We simulate the experimental bias described above by sampling an equal number of marked and unmarked cells.
```{r}
marked_cells <- which(sce_sim_cell_type_case$marked)
unmarked_cells <- which(!(sce_sim_cell_type_case$marked))
sce_sim_cell_type_case_sampled <-
sce_sim_cell_type_case[,c(sample(marked_cells,length(marked_cells)),
sample(unmarked_cells,length(marked_cells)))]
```
We plot the resulting distribution of cells across cell types. The unaffected cell types now appear to be enriched for marked cells.
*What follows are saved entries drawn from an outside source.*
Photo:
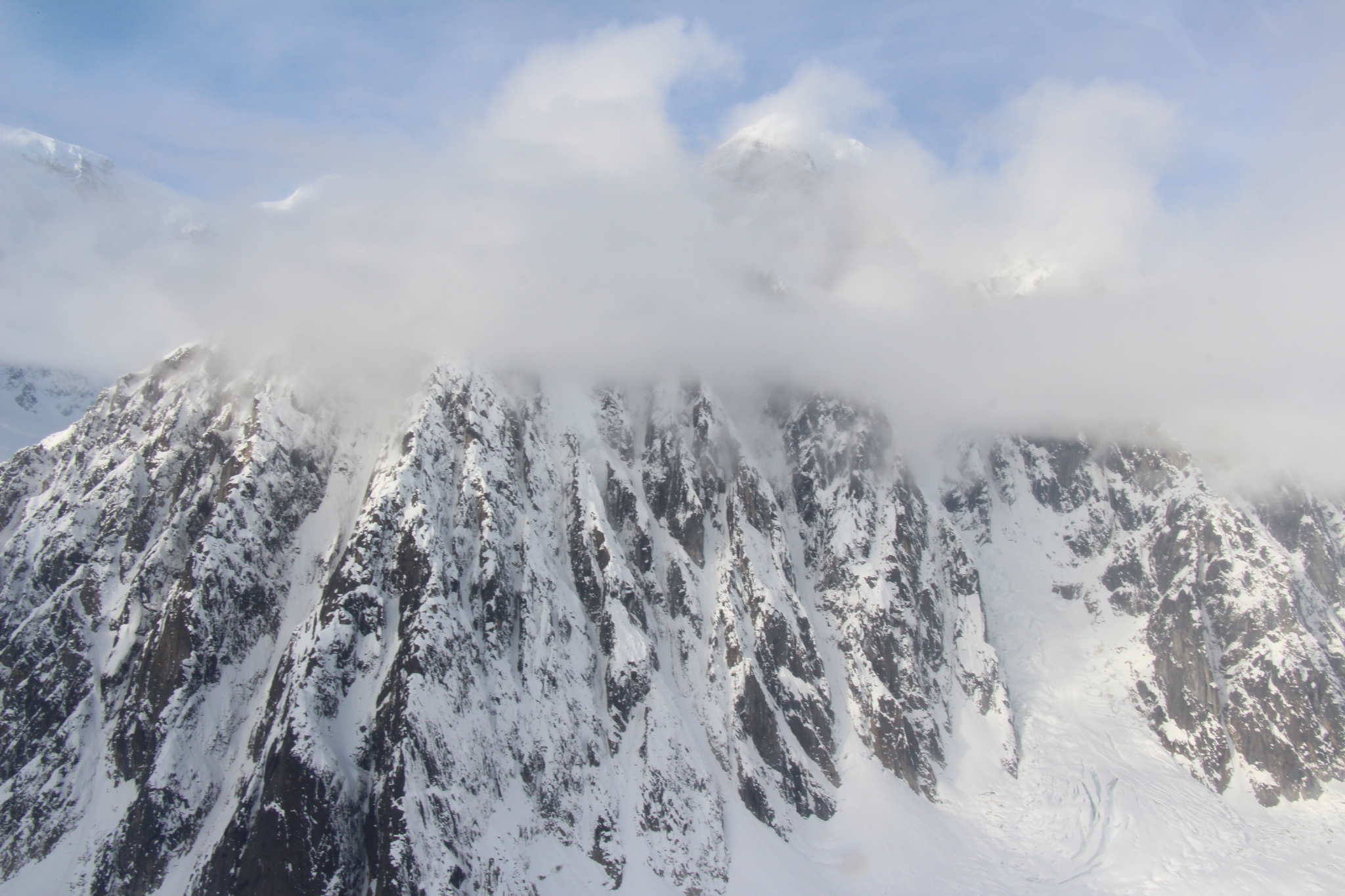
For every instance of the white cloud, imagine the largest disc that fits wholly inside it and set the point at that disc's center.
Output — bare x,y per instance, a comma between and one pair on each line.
1038,282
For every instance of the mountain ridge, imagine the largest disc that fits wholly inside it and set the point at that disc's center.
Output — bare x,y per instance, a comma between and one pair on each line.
531,645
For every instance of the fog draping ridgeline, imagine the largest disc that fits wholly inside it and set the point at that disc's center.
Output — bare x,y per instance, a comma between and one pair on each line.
1042,278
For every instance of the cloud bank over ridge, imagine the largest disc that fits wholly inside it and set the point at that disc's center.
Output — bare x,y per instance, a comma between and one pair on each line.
1039,281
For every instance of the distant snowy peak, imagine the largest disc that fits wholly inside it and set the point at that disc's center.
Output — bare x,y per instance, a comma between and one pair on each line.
776,151
39,400
85,168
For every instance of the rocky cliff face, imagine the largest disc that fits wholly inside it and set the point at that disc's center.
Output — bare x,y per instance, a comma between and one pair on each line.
573,636
541,641
1238,603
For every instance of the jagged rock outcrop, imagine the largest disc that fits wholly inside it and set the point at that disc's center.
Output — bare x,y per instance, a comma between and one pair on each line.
527,645
252,647
1239,605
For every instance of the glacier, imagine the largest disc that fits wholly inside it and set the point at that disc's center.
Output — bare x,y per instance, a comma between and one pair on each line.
518,636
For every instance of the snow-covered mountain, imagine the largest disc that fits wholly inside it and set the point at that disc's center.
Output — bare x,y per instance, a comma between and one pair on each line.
544,640
38,400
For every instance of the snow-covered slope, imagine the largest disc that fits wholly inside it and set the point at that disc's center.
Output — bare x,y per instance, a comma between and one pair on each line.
38,400
544,640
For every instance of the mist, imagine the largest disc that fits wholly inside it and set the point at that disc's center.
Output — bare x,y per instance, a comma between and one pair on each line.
1040,280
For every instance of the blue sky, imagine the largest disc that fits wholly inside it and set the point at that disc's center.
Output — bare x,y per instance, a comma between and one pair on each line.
219,98
1067,214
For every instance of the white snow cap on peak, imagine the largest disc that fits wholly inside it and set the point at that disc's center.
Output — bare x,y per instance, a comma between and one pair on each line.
85,168
301,195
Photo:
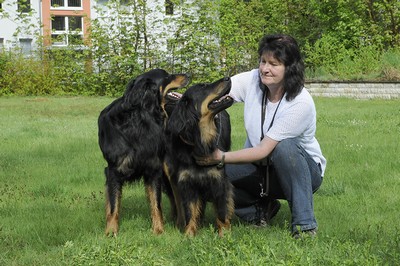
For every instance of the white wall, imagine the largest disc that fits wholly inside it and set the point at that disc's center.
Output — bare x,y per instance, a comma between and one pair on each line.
25,25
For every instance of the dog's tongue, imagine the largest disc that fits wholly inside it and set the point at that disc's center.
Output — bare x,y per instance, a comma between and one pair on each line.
226,96
176,95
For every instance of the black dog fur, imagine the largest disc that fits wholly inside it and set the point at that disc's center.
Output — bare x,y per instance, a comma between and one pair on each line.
197,126
132,140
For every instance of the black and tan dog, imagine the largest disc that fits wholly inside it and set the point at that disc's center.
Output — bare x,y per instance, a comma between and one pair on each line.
131,137
197,126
However, this is only because of the experimental bias.
```{r,fig.width=7}
table_cell_types <-
as.data.frame(colData(sce_sim_cell_type_case_sampled)[,c("cell_type","marked")]) %>%
dplyr::group_by_all() %>% dplyr::count()
ggplot(table_cell_types,aes(x=cell_type,y=n,fill=marked)) +
geom_bar(stat="identity",position="dodge")+theme_classic()+
xlab("cell type") + ylab("number of cells") +
ggtitle("Case experiment: Distribution of cells across cell types after experiment")+
scale_fill_manual(values=c("FALSE"="darkblue","TRUE"="red"))
```
Below we show that, by running COSICC_DA_group, we are able to identify the different levels of depletion for the three cell type correctly, as COSICC_DA_group is able to correct for the spurious enrichment for marked cells resulting from the experimental bias explained above.
```{r,fig.width=7}
COSICC_DA_result <-
COSICC_DA_group(sce_case=sce_sim_cell_type_case_sampled,
sce_control=sce_sim_cell_type_control)
```
## Note about method and applicability
COSICC_DA_group assumes that the true median depletion or enrichment of marked cells across all cell types is 0. In our example, at most 4 groups could be depleted for the method to identify the true enrichment and depletion.
# COSICC_kinetics
COSICC_kinetics identifies whether, as a result of a perturbation, there is significant delay or acceleration along a lineage trajectory.
# Simulating data
Like for COSICC_DA_group above, we first simulate control data using the Splatter package.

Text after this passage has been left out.